Aspose.Pdf.Rectangle rectForDescription = new Aspose.Pdf.Rectangle(20, 461, 149, 525);

      
        // iterate through individual TextFragment

        Aspose.Pdf.Text.TextFragmentAbsorber textFragmentAbsorber2 = new Aspose.Pdf.Text.TextFragmentAbsorber();
        // search text within page bound
        textFragmentAbsorber2.TextSearchOptions.LimitToPageBounds = true;

        // specify the page region for TextSearch Options
        textFragmentAbsorber2.TextSearchOptions.Rectangle = rectForDescription; // Docs are wrong - should be lX, lY, ux, uy not height and width
        //int currentDescrLength = GetSegmentsTextLength(pdf, rectForDescription);
        //if (currentDescrLength < introText.Length)
        //    textFragmentAbsorber2.TextReplaceOptions.ReplaceAdjustmentAction = Aspose.Pdf.Text.TextReplaceOptions.ReplaceAdjustment.AdjustSpaceWidth;
        //else
            //textFragmentAbsorber2.TextReplaceOptions.ReplaceAdjustmentAction = Aspose.Pdf.Text.TextReplaceOptions.ReplaceAdjustment.WholeWordsHyphenation;
        textFragmentAbsorber2.TextReplaceOptions.ReplaceAdjustmentAction = Aspose.Pdf.Text.TextReplaceOptions.ReplaceAdjustment.ShiftRestOfLine;
        Aspose.Pdf.Text.TextFragmentCollection textFragmentCollection2 = textFragmentAbsorber2.TextFragments;

        // search text from first page of PDF file
        pdf.Pages[1].Accept(textFragmentAbsorber2);

      
        string txtInfo = "";
        bool isFirst = true;
        foreach (Aspose.Pdf.Text.TextFragment tf in textFragmentCollection2)
        {
            tf.Text = " ";
            foreach (Aspose.Pdf.Text.TextSegment seg in tf.Segments)
            {
                seg.Text = " ";
            }
            
        }
        pdf.Save();

@collomd

I have noticed that the problem is fixed if you adjust the upper right x value a little bit. The following code removes all text from the rectangle:

Aspose.Pdf.Rectangle rectForDescription = new Aspose.Pdf.Rectangle(20, 461, 163, 525);

Well that works if the type is set to none, if I set it to WholeWordsHyphenation I still get the partial text?
What the best way to replace a paragraph like that with another set of text and have it wordwrap? The wrap seems to work for the first line but then I get the left over text from before:
Here’s a replacement of the code (the rest is the same except the WholeWordsHyphenation is used)
bool isFirst = true;
foreach (Aspose.Pdf.Text.TextFragment tf in textFragmentCollection2)
{
tf.Text = " ";
if (isFirst)
tf.Text = introText;
isFirst = false;
}
pdf.Save();

If I do this I get the first line, wrapped and then the extraneous text show back up (it also shows up even if I set it to empty but set the ReplaceAdjustment to WholeWordsHyphenation

@collomd

Thank you for acknowledging that works. Can you please share sample text to replace and your output PDF file so that we know how much long text are you trying to replace that causes problem.

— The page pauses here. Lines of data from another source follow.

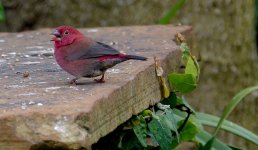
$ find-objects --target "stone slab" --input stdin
[0,25,191,150]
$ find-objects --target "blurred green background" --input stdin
[0,0,258,149]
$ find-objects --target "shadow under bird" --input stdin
[51,26,147,84]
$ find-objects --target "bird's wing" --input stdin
[66,42,120,61]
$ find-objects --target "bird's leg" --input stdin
[95,71,106,83]
[69,78,79,85]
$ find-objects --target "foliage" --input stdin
[159,0,186,24]
[93,34,258,150]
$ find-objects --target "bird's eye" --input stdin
[64,31,69,35]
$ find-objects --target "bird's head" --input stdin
[51,26,84,47]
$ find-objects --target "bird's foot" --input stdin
[94,78,105,83]
[69,78,78,85]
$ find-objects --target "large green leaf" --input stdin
[133,116,147,147]
[148,118,172,150]
[196,112,258,145]
[168,73,197,93]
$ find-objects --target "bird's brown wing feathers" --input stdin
[66,42,120,61]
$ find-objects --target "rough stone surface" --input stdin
[0,26,190,150]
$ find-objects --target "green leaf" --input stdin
[161,92,177,109]
[196,112,258,145]
[118,130,138,150]
[168,73,197,93]
[133,116,147,147]
[185,57,198,78]
[159,0,186,24]
[180,42,191,62]
[148,118,172,150]
[214,86,258,136]
[199,137,215,150]
[0,2,5,22]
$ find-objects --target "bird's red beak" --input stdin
[50,30,61,41]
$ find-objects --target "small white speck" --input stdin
[21,61,40,65]
[37,103,43,106]
[45,87,61,92]
[87,29,98,32]
[21,105,27,109]
[21,103,27,109]
[19,93,37,96]
[8,52,16,55]
[26,46,44,49]
[16,34,24,38]
[1,54,7,57]
[28,101,35,105]
[0,59,6,63]
[7,85,27,88]
[107,69,120,73]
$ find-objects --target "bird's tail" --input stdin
[125,55,147,60]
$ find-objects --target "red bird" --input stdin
[51,26,147,84]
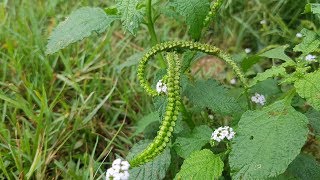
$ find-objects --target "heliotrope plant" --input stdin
[47,0,320,179]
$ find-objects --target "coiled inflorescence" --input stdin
[130,53,181,167]
[138,41,248,96]
[130,41,248,167]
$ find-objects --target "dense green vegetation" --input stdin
[0,0,320,179]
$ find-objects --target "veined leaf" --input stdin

Well the actual text will vary in the solution since it’s database driven, but I have the issue with ANY sample text I use (the text will be short enough to fit in the rectangle provided in the initial query but could be longer than the current text…Here’s an example with text, note it only word wraps the first line and the text remains…

bool isFirst = true;
foreach (Aspose.Pdf.Text.TextFragment tf in textFragmentCollection2)
{
tf.Text = " ";
if (isFirst)
tf.Text = “This is sample text that we might include, and usually ends up with strange results”;
isFirst = false;
}
pdf.Save();

https://1drv.ms/b/s!AgfCWFajPdC67V1xQI77pX3_eEcu?e=CaRiGG

@collomd

I have been able to reproduce the issue on our end. A ticket with ID PDFNET-49895 has been created in our issue tracking system to further investigate the issue on our end. This thread has been linked with the issue so that you may be notified once the issue will be fixed.